Ombrage entra d'un pas rapide dans la salle de potion. C'était encore un cours du mercredi après-midi, avec les cinquièmes années, à croire qu'ils étaient maudits et qu'elle choisissait expressément de venir visiter le maître des potions lorsqu'ils étaient en classe. Ils conservaient le dernier plan de classe proposé par Draco, où filles et garçons étaient mélangés, mais ne se collaient pas de manière inconvenante. Le professeur les aurait sévèrement punis s'ils avaient osé, et de toute manière ils n'y pensaient pas, en dehors de Pansy qui n'était même pas à côté de Draco, ce dernier ayant prétexté que si la dame en rose passait il préférait rester dans ses bonnes grâces et donc être plus proche de Théodore que d'elle.

Quand les souliers d'Ombrage claquèrent sur le sol à un rythme rapide, Severus vint à sa rencontre.

« Y a-t-il quelque chose qui puisse vous satisfaire aujourd'hui, Madame la Grande Inquisitrice ? » demanda-t-il d'un ton que les élèves jugeaient moqueur plus par expérience que par réelle connaissance.
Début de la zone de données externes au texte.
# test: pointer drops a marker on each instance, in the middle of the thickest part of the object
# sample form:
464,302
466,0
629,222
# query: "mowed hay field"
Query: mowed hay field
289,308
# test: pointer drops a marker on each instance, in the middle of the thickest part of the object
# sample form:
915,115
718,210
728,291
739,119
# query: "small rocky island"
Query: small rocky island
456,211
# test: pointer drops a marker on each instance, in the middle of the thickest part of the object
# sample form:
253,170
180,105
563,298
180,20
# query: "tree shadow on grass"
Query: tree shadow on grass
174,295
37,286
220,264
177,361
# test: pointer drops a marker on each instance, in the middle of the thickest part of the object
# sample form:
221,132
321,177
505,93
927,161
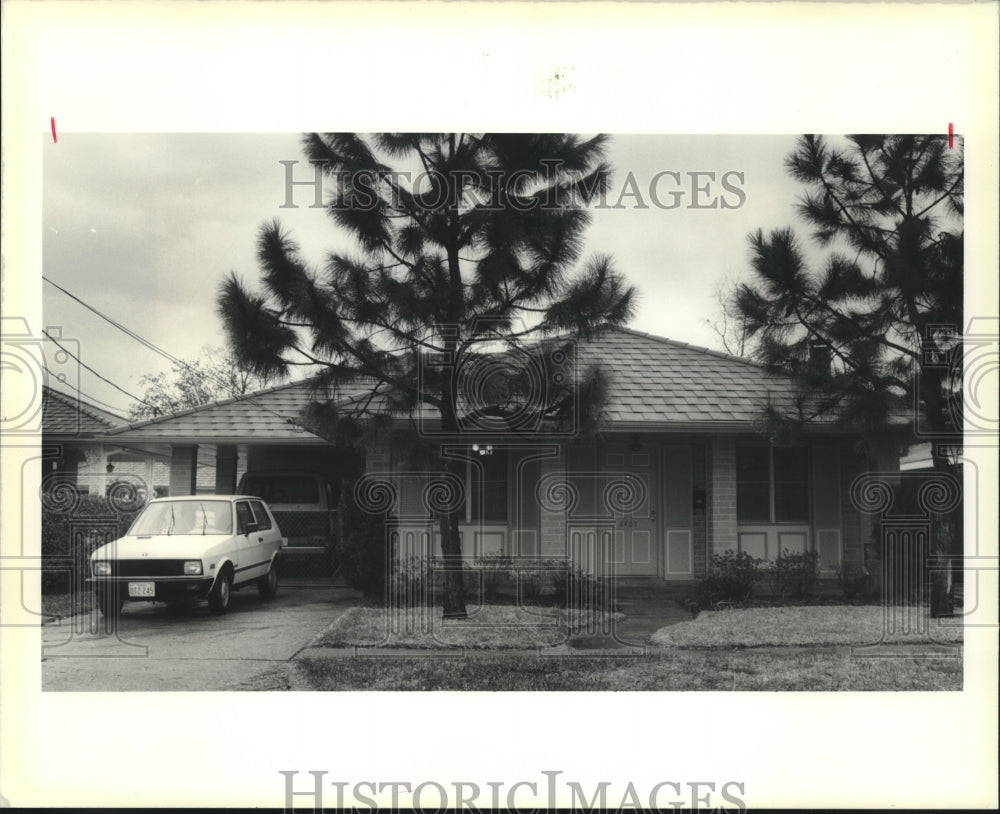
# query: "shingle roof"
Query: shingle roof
63,414
267,415
655,383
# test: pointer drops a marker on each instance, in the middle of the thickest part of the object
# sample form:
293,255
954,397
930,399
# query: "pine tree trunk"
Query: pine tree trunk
451,550
944,546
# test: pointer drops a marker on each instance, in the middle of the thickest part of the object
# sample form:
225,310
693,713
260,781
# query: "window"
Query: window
772,485
488,488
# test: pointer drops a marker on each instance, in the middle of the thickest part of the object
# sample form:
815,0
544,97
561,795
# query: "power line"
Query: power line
94,400
153,347
128,331
99,376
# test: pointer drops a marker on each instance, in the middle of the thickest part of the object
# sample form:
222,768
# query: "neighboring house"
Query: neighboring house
681,469
78,451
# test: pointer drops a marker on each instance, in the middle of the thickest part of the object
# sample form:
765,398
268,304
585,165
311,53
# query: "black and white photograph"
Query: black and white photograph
332,418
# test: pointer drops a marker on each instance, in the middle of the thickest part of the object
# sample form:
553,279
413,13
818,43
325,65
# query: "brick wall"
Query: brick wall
183,469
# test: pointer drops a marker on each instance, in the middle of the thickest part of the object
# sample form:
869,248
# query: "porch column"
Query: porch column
552,518
225,469
722,495
183,469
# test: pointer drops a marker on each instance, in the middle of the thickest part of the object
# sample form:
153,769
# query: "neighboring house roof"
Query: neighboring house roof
655,383
267,415
66,415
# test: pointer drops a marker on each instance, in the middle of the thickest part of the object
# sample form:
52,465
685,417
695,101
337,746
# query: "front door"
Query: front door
627,483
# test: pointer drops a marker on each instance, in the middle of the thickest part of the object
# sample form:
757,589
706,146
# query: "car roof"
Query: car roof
202,498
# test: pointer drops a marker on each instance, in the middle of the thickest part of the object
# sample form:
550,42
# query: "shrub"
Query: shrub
731,578
361,546
73,526
794,574
494,570
410,584
855,581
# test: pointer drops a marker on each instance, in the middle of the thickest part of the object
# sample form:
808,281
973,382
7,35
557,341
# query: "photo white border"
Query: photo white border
631,68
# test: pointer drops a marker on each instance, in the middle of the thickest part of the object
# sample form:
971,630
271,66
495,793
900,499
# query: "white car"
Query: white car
185,548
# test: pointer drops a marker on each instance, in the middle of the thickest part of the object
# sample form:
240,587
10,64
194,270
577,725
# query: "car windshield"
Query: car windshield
185,517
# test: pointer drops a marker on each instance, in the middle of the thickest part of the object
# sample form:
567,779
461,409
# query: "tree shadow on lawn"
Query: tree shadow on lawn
743,670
Arrêtée devant lui, elle le regarda froidement, ses yeux bleus énervés, puis tourna vivement la tête vers Lily.

« Madame Potter ! »

Bien que le silence des élèves ait toujours été là, et que les chaudrons ne cessaient pas de bouillonner doucement, chacun eut l'impression que l'atmosphère s'en alourdissait, et qu'une stupeur générale s'emparait de tous. Le maître des potions, tendu durant une fraction d'instant, perdit toute sa "bonne humeur provocatrice" et retrouva son attitude froide et impénétrable. Celle qui était très très mauvais signe quant à sa patience, sa sévérité et dans le cas d'Ombrage, sa coopération. Quoiqu'à y réfléchir, il ne coopérait jamais réellement avec elle, il se contentait d'une façade.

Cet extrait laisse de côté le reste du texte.